The U.S. is to see its first ever freshwater offshore wind farm, courtesy of GE and the Lake Erie Energy Development Corporation (LEEDCo), GE announced today. It’s the culmination of a four-year campaign by The Great Lakes Energy Development Task Force, and GE will provide wind turbines and maintenance for a 20-megawatt wind farm, with a long-term goal of 1,000 megawatts for the lake’s Ohio waters within the decade. It’s looking good for the state’s economy, too, as it is hoped that some of the manufacture of the turbine parts will happen in Ohio.
Governor Ted Strickland praised the announcement, made at the American Wind Energy Association’s annual WINDPOWER Conference in Dallas. “Ohio’s greatest potential for creating wind energy is offshore in Lake Erie, and this partnership marks a significant step forward. In Ohio we have all the right assets to make offshore wind energy successful, including an innovative workforce and the manufacturing strengths that would allow us to build all the component parts for wind turbines.”

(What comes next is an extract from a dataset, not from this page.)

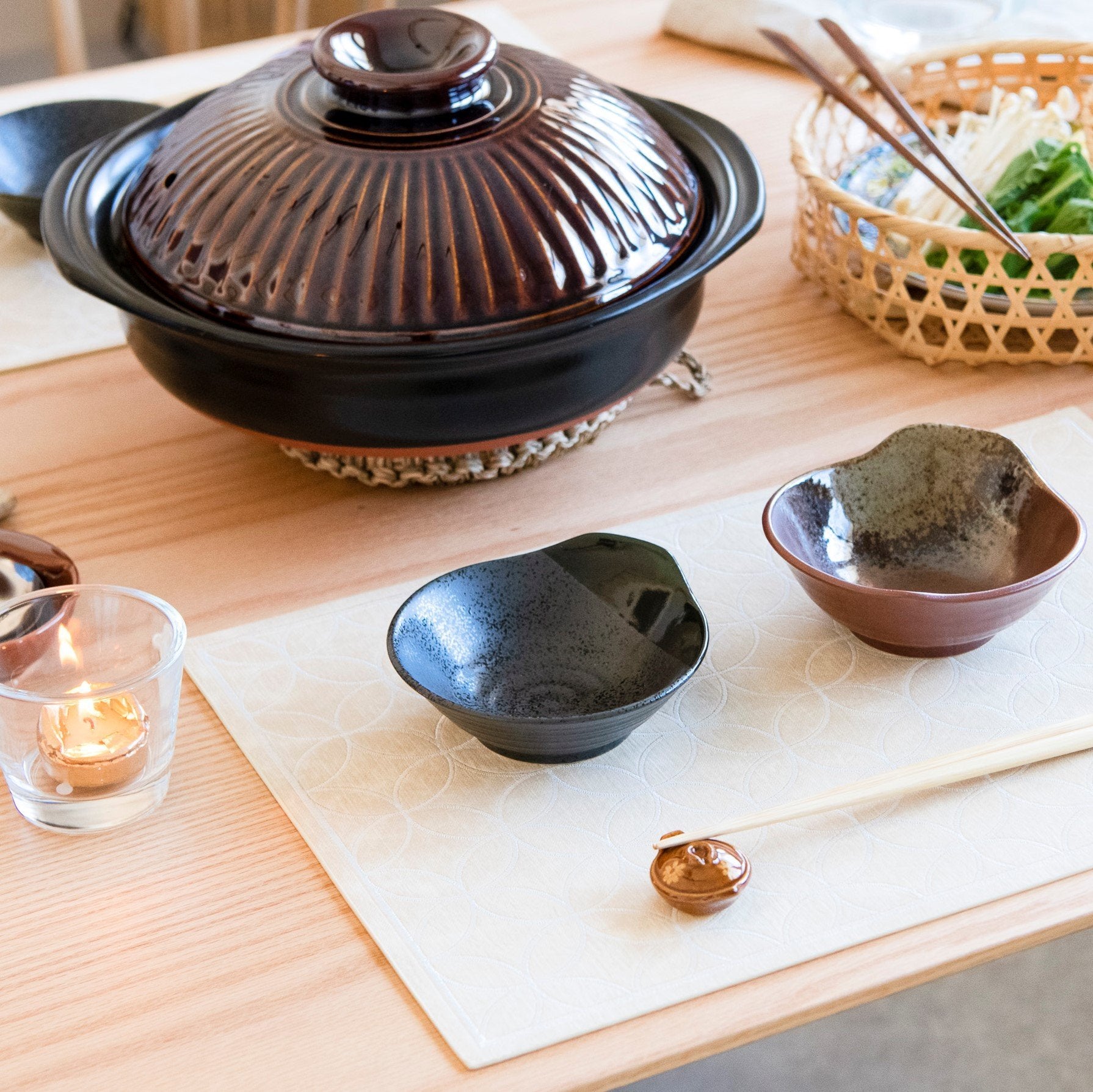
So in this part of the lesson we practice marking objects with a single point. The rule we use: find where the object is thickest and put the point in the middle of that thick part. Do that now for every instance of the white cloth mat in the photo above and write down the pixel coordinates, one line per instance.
(42, 316)
(733, 24)
(514, 900)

So is this the first of a spate of freshwater offshore wind farms? It might be. GE and LEEDCo are working to develop a plan that will make offshore wind in the Great Lakes economically viable. If they’re successful, the same model could be used in other lakes.

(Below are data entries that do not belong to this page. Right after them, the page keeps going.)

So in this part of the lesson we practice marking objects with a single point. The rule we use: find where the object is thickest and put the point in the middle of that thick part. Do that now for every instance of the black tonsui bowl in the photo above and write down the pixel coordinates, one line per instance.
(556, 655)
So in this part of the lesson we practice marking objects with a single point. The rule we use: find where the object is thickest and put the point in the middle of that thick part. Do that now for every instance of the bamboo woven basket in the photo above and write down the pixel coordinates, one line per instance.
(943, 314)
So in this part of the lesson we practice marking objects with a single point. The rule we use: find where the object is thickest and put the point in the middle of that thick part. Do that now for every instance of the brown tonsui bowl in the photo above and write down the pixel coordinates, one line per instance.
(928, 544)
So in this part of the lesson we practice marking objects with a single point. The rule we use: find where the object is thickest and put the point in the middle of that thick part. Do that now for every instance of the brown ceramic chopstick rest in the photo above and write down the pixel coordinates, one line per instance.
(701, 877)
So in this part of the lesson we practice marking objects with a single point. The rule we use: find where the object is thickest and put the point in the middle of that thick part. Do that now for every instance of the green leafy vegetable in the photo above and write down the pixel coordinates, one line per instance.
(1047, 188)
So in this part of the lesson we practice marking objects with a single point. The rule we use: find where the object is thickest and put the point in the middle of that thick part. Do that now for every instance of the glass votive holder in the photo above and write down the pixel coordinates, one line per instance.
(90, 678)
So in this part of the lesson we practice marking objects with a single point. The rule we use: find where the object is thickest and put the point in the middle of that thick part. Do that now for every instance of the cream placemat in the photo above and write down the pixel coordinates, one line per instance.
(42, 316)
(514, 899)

But there will always be plenty of regulatory hurdles standing in the way of freshwater offshore wind farms. Consider this: the New York Power Authority (NYPA) released a request for proposals (RFP) in 2009
to develop offshore wind power projects in the New York State
waters of Lake Erie and Lake Ontario. There were 12 different regulatory requirements, including a comprehensive pricing proposal that covers fixed capacity charges,
fixed energy price, fixed price for renewable energy credits or other
tax credits, and use of funds provided through the ARRA; a construction plan that includes all provisions for
vessels and rail and port facilities to be used and that ensures no
interference with the operation of either the St. Lawrence Seaway or
the Welland Canal; and a site plan that includes geotechnical evaluation and lakebed leasing arrangements. The seemingly neverending (but useful) red tape clearly won’t stop offshore wind completely, but it certainly slows down the pace of development.